While various individuals and manufacturers had been experimenting with rifles for some time the weapons were difficult to load as the rifled groves slowed down the loading process. The British pioneered the use of the rifle during the Napoleonic Wars and the War of 1812. The issue of the Baker rifle, a rifled flintlock which was accurate to about 300 yards was limited to specific Rifle Regiments which were considered elite units, as well as skirmishers in some other regiments. The soldiers assigned to the Rifle regiments wore a distinctive green uniform as opposed to the red wore by the rest of the British Army. When the United States Army formed its first Sharpshooter regiments in late 1861 under the command of Colonel Hiram Berdan. Like the British the men of the regiment as well as the 2nd Regiment of Sharpshooters wore a distinctive green uniform instead of the Union Blue.

In 1832 a captain Norton of the British Army “invented a cylindroconoidal bullet.
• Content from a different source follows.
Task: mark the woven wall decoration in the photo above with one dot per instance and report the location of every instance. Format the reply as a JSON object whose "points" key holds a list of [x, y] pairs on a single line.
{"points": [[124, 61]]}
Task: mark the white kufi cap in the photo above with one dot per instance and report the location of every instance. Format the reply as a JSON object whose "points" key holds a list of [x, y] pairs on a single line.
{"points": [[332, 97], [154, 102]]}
When fired, its hollow base automatically expanded to engage the rifling of the barrel, thus giving the bullet a horizontal spin.” [1] But the bullet was unwieldy, so it and other bullets that were “large enough to “take” the rifling was difficult to ram down the barrel” and slowed down the rate of fire significantly, and since “rapid and reliable firing was essential in a battle, the rifle was not practical for the mass of the infantrymen.” [2]

In was not until 1848 when French Army Captain Claude Minié who “perfected a bullet small enough to be easily rammed down a rifled barrel, with a wooden plug in the base of the bullet to expand it upon firing to take the rifling.” [3] Unfortunately the bullets were expensive to produce and it was not until in 1850 an American armorer at Harpers Ferry, James Burton “simplified the design that had made Minié famous and developed a hollow based, .58-caliber lead projectile that could be cheaply mass produced.” [4] Burton’s ammunition was very easy to load into weapons, and soldiers were able to drop the cartridge into the muzzle of their rifles as easily as they could musket balls down a smoothbore.
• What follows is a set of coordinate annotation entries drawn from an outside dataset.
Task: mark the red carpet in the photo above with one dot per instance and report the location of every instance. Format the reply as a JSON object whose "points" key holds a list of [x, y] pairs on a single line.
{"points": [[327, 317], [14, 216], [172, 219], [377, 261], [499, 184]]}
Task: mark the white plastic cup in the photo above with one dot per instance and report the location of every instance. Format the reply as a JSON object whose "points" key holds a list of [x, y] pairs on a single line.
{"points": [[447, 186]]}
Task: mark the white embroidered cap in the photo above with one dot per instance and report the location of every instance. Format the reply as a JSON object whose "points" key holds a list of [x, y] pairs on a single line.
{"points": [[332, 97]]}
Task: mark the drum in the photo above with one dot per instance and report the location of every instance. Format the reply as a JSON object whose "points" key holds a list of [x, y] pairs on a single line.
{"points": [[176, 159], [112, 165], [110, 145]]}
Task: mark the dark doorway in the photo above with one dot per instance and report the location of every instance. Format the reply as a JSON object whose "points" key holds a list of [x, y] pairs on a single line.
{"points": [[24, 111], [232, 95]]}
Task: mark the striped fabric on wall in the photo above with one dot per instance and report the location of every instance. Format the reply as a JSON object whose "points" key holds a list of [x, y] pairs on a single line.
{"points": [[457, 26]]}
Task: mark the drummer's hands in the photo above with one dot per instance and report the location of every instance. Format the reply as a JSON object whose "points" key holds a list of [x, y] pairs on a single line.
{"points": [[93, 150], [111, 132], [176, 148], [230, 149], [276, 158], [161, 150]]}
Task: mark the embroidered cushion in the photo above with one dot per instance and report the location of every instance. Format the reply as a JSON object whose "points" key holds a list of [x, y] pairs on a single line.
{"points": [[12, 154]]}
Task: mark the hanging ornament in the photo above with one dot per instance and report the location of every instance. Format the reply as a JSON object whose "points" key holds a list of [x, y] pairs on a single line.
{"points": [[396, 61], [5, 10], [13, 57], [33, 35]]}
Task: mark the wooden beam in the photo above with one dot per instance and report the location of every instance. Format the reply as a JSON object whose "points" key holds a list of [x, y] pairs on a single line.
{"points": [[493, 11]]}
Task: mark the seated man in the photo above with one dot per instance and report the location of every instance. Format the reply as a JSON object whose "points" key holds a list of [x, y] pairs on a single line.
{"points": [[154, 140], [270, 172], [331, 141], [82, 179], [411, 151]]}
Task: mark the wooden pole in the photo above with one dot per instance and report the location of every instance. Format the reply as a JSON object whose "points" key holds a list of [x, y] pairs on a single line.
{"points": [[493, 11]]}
The tactics the officers were educated in were developed at a time when the maximum effective range of muskets was barely 100 yards. However, the Army did make some minor adjustments to its tactics to increase speed and mobility in the tactic movement of the infantry. Colonel William J. Hardee went on to become a Confederate General adapted changes first made by the French to the U.S. infantry manual. These changes “introduced double-quick time (165 steps per-minute) and the run and allowed changes to the order of march to be made in motion rather than after coming to a halt.” [5]

During Napoleon’s time assaulting an opponent with a large body of troops was a fairly easy proposition, one simply maneuvered out of the rage of the enemy’s artillery and muskets, thus “to bring a heavy mass of troops upon them was possible because of the limited destructiveness of smoothbore firearms. Their range was so restricted that defenders could count on getting off only one reasonably effective volley against advancing soldiers. By the time that volley was unloosed, the attackers would be so close to their objective that before the defenders could reload, the attacking troops would be upon them.” [6] One of Napoleon’s favorite tactics was for his troops to make well executed turning maneuvers aimed at the enemy’s flanks, but the increased range and lethality meant that even when such maneuvers were executed, they often produced only a short term advantage as the defenders would form a new front and continue the action.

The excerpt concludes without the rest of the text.